Écrivaine @44

L’an dernier, début août, j’avais été réveillée à 5 heures du matin par une femme disant avoir été violée. Mon billet est ici. Ce 15 août, il est 23 heures quand j’entends des bruits de voix inhabituels. Un homme vocifère. D’autres semblent vouloir le calmer. Il y a une femme qui crie aussi, mais sa voix exprime la colère. Une dizaine de personnes sont en bas. J’identifie rapidement des bruits de bagarre. Le quartier est d’un naturel un peu chaud. J’appelle le 17, craignant que cela ne dégénère. On me demande le nombre de protagonistes (une dizaine de voix), s’ils sont armés (je l’ignore, j’ai le son, pas l’image). L’appel est très rapide.

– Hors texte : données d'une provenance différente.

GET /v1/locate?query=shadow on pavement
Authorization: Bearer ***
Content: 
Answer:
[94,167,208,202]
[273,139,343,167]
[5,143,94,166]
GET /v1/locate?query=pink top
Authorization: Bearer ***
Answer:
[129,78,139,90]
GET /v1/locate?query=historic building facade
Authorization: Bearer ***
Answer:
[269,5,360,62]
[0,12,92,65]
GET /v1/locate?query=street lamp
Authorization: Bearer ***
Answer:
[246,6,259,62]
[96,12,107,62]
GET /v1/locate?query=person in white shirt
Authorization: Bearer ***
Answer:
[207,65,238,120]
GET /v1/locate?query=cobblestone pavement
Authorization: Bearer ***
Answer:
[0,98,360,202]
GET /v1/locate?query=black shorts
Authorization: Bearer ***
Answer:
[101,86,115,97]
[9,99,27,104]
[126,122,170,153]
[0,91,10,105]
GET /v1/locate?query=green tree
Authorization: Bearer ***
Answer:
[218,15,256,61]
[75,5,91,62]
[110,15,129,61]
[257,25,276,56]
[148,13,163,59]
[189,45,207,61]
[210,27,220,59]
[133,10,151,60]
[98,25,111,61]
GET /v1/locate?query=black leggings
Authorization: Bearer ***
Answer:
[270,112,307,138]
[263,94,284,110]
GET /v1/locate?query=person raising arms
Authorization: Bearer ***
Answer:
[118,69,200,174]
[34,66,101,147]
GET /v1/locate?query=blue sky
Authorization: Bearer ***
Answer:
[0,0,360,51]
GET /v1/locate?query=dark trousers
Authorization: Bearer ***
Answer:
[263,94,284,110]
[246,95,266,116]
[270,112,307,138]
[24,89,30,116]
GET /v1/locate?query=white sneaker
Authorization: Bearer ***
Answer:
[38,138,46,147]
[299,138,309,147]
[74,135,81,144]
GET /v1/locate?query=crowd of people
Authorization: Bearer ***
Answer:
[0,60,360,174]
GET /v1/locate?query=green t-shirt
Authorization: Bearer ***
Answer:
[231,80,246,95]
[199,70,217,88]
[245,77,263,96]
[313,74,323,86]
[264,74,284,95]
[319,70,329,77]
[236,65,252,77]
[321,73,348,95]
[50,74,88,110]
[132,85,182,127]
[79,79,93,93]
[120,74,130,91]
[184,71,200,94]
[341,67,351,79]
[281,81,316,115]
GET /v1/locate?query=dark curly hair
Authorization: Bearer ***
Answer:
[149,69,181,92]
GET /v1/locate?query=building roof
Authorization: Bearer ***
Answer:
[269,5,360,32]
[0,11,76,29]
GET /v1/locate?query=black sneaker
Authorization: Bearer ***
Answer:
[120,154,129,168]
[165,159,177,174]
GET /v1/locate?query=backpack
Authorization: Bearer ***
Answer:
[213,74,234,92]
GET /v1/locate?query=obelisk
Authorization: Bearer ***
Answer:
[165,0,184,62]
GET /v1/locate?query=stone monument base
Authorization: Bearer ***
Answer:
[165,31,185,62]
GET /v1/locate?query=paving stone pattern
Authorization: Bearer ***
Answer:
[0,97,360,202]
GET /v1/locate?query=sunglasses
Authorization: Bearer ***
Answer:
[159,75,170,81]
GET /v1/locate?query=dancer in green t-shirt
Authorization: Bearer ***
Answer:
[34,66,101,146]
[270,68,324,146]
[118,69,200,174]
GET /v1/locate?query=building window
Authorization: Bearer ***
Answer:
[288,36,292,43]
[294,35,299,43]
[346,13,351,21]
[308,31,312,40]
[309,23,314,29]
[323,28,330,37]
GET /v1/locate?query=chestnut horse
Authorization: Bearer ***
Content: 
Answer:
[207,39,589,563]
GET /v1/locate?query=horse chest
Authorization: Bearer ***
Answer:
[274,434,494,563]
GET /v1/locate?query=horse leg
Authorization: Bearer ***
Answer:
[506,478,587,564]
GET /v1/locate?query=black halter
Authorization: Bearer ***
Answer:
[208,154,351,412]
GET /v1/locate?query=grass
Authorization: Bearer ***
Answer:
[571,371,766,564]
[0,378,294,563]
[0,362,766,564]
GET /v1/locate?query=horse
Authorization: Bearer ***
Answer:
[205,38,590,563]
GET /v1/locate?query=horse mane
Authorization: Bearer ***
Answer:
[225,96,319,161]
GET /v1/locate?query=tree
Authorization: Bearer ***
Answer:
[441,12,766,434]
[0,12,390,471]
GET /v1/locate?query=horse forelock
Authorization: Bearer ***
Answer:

Une demi-heure passe. Le silence est revenu, entrecoupé de vociférations, toujours du même homme. Puis soudain, une femme crie comme quelqu’un qui a peur ou mal. Je me redresse dans mon lit. Je vais ouvrir la fenêtre. Il a beaucoup d’agitation, des bruits sourds, la femme crie en boucle « Arrête ! » Je fais de nouveau le 17. À l’annonce d’une femme qui se fait agresser, le ton change ; l’opérateur ne me demande pas de patienter, il appelle sitôt le commissariat et m’écoute en même temps qu’il répète à son interlocuteur. Puis un policier me demande de préciser le lieu, demande si elle appelle au secours. Il me dit engager une intervention.
On raccroche. J’ai besoin de faire quelque chose ; je décide de noter ce que j’entends. Je m’installe avec la tablette. L’exercice m’apaise ; il me met à distance alors que la tension en bas, monte ; la femme hurle en suppliant que l’on appelle la police ; je compose une troisième fois le 17. On m’indique qu’un équipage arrive ; je raccroche et me concentre sur mes notes. Je vous passe leur contenu sordide. Je comprends que l’agresseur serait le même que l’année dernière, sa victime itou. Cinq minutes plus tard, l’ambiance change, la police est arrivée.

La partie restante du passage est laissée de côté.